C’était en 2017, quand tout paraissait possible en Europe, quand le nouveau président français travaillait à la création d’un nouveau bloc progressiste européen pour refaire, recommencer l’exploit des marcheurs français.

Le PR français devenait le nouveau symbole de la relance européenne. Mais tout a changé. Depuis le discours de la Sorbonne, après une tournée européenne, tout s’est grippé. Allemagne, migrants, populistes, régimes illibéraux, sont montés en force et ça devient de plus en plus compliqué.

Nouvelle mésaventure, l’Italie, qui a donné la majorité aux populistes. La troisième puissance européenne entre dans une longue période d’incertitude.

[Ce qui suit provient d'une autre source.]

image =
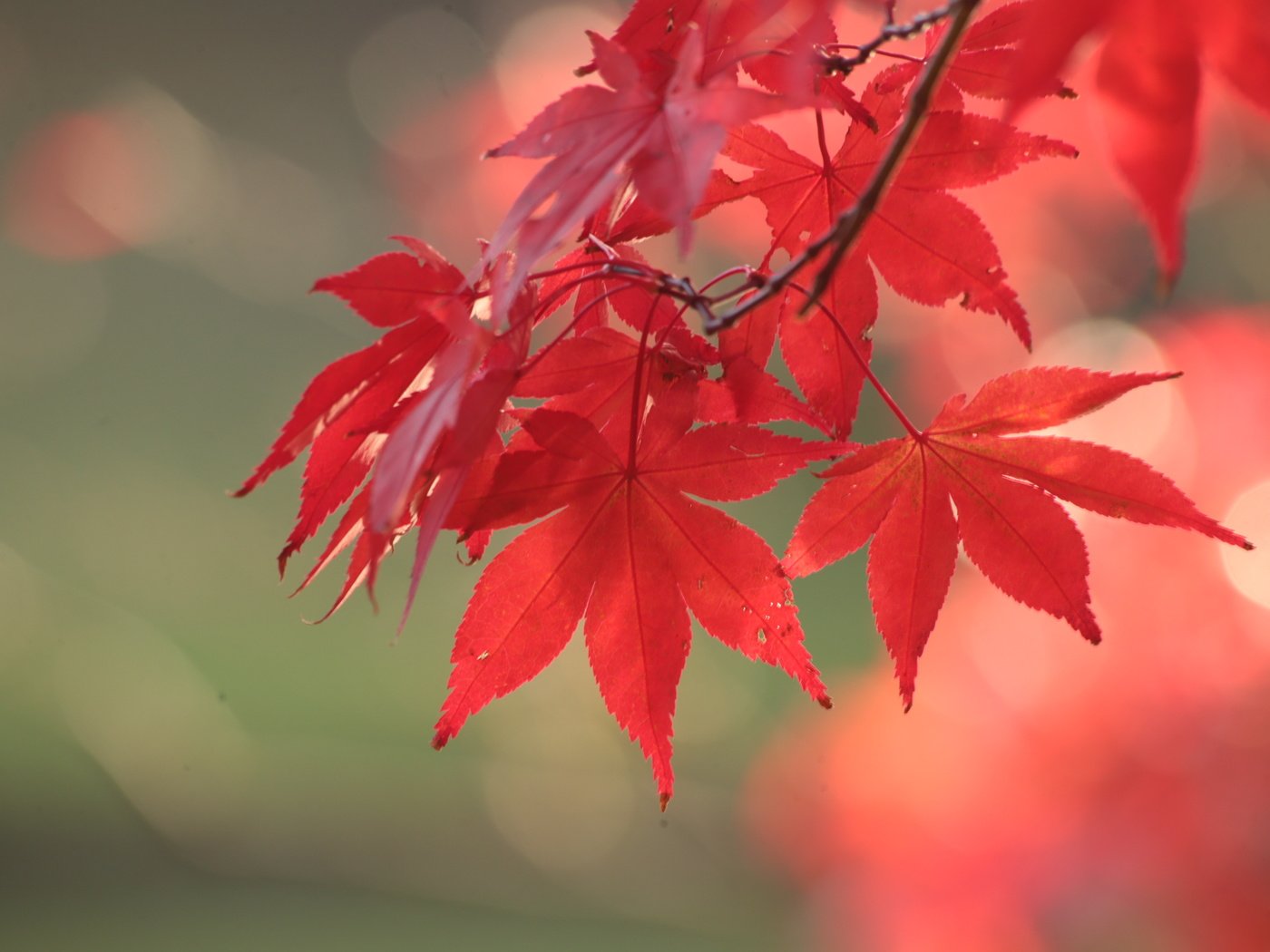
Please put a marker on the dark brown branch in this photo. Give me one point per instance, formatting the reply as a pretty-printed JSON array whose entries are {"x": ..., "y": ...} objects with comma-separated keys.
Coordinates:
[
  {"x": 892, "y": 31},
  {"x": 850, "y": 224}
]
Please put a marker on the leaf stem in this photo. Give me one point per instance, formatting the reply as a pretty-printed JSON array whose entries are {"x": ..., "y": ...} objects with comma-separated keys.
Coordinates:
[
  {"x": 864, "y": 364},
  {"x": 846, "y": 230}
]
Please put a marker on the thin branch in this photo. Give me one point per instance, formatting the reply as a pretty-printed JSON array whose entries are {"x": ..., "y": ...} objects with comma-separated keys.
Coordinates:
[
  {"x": 892, "y": 31},
  {"x": 864, "y": 364},
  {"x": 850, "y": 224}
]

Là, on voit bien que ça commence à inquiéter l’exécutif français. Macron se met désormais à parler d’Europe en France, parce qu’il y a danger pour les prochaines élections européennes.

C’est pour l’instant une élection sans candidat. Laurent Wauquiez ne veut pas y aller, Marine Le Pen et Jean-Luc Mélenchon non plus, Benoît Hamon est incertain. Tous ces responsables qui ont d’autres échéances en tête ne veulent pas prendre le risque de l’échec ou de la contre-performance.

Il n’y a que pour les socialistes que le commissaire européen Pierre Moscovici souhaiterait conduire la liste, mais on a l’impression que le PS ne le souhaite pas beaucoup. Ça peut poser un problème parce que peut-être qu’Olivier Faure serait obligé d’y aller lui-même, avec tout le risque de concentrer sur lui les risques d’une défaite. Ça donne d’ailleurs des sueurs froides aux dirigeants du parti.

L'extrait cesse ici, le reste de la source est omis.